Shooting Ourselves in the Head
"The most common remark I've heard from teachers was that the chapter on evolution was assigned as reading but that virtually no discussion in class was taken," said Dr. John R. Christy, a climatologist at the University of Alabama at Huntsville, an evangelical Christian and a member of Alabama's curriculum review board who advocates the teaching of evolution. Teachers are afraid to raise the issue, he said in an e-mail message, and they are afraid to discuss the issue in public.
Dr. Frandsen, former chairman of the committee on science and public policy of the Alabama Academy of Science, said in an interview that this fear made it impossible to say precisely how many teachers avoid the topic.
"You're not going to hear about it," he said. "And for political reasons nobody will do a survey among randomly selected public school children and parents to ask just what is being taught in science classes."
Even where evolution is taught, teachers may be hesitant to give it full weight. Ron Bier, a biology teacher at Oberlin High School in Oberlin, Ohio, said that evolution underlies many of the central ideas of biology and that it is crucial for students to understand it. But he avoids controversy, he said, by teaching it not as "a unit," but by introducing the concept here and there throughout the year. "I put out my little bits and pieces wherever I can," he said.

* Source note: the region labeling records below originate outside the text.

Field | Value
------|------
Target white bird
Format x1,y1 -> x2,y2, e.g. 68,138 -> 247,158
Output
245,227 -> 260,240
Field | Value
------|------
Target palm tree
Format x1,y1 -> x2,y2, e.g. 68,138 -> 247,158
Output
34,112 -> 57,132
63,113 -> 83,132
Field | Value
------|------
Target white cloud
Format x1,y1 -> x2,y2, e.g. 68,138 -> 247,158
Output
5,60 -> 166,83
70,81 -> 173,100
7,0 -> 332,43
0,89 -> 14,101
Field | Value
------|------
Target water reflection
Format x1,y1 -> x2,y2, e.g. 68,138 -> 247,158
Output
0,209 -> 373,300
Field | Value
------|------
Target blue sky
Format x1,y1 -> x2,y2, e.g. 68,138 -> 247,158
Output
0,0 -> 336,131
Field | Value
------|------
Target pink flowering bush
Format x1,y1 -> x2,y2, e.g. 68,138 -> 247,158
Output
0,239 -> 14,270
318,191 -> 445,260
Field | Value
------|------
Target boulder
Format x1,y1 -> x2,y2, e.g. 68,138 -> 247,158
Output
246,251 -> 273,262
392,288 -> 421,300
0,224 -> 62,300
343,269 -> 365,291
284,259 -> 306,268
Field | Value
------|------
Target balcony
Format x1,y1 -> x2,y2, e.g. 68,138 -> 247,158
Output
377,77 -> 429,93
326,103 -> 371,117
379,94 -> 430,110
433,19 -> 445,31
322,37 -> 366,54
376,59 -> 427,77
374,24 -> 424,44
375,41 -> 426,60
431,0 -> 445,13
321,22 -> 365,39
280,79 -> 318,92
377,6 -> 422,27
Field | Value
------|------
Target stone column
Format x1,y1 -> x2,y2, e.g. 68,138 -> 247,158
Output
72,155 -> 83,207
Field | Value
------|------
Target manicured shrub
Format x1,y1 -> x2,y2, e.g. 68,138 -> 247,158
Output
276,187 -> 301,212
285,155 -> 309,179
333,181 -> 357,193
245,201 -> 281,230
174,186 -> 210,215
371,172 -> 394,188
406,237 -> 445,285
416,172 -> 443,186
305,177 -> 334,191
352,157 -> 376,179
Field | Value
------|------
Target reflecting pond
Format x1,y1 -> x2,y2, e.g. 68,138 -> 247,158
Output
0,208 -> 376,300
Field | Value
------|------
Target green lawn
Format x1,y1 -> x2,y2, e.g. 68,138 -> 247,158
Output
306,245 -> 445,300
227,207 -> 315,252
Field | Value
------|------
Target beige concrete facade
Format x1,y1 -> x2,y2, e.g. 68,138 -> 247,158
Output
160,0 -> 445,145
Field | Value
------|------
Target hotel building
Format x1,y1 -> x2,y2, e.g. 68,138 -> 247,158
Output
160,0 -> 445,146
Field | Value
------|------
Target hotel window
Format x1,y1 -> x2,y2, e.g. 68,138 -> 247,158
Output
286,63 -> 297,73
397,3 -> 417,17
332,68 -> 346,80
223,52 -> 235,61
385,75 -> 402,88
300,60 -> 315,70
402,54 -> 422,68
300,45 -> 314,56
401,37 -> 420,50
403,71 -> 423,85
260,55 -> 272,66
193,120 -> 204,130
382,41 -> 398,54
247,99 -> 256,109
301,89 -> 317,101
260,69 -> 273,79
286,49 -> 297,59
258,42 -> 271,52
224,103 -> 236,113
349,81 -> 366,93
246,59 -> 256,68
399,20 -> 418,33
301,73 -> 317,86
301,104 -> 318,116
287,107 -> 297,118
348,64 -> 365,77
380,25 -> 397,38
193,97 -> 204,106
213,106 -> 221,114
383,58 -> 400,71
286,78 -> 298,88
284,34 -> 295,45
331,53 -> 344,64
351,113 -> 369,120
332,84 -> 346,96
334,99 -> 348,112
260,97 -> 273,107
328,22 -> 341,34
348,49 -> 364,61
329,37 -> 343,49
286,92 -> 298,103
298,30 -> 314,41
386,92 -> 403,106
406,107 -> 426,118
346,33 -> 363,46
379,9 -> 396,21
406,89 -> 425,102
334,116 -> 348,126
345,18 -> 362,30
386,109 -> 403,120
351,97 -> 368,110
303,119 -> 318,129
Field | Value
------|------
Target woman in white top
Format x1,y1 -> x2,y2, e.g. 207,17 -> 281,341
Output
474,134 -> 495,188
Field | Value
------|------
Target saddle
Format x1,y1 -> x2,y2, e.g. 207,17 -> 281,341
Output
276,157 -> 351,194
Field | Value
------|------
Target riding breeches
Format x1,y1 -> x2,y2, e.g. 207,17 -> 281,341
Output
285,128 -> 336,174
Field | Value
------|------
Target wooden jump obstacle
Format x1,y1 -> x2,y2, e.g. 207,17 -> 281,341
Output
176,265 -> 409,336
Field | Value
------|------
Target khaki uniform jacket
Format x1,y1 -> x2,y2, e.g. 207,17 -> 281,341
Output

He noted that his high school, in a college town, has many students whose parents are professors who have no problem with the teaching of evolution. But many other students come from families that may not accept the idea, he said, "and that holds me back to some extent."
"I don't force things," Mr. Bier added. "I don't argue with students about it."
In this, he is typical of many science teachers, according to a report by the Fordham Foundation, which studies educational issues and backs programs like charter schools and vouchers.
Of course, long-term thinking has never been an American strenght.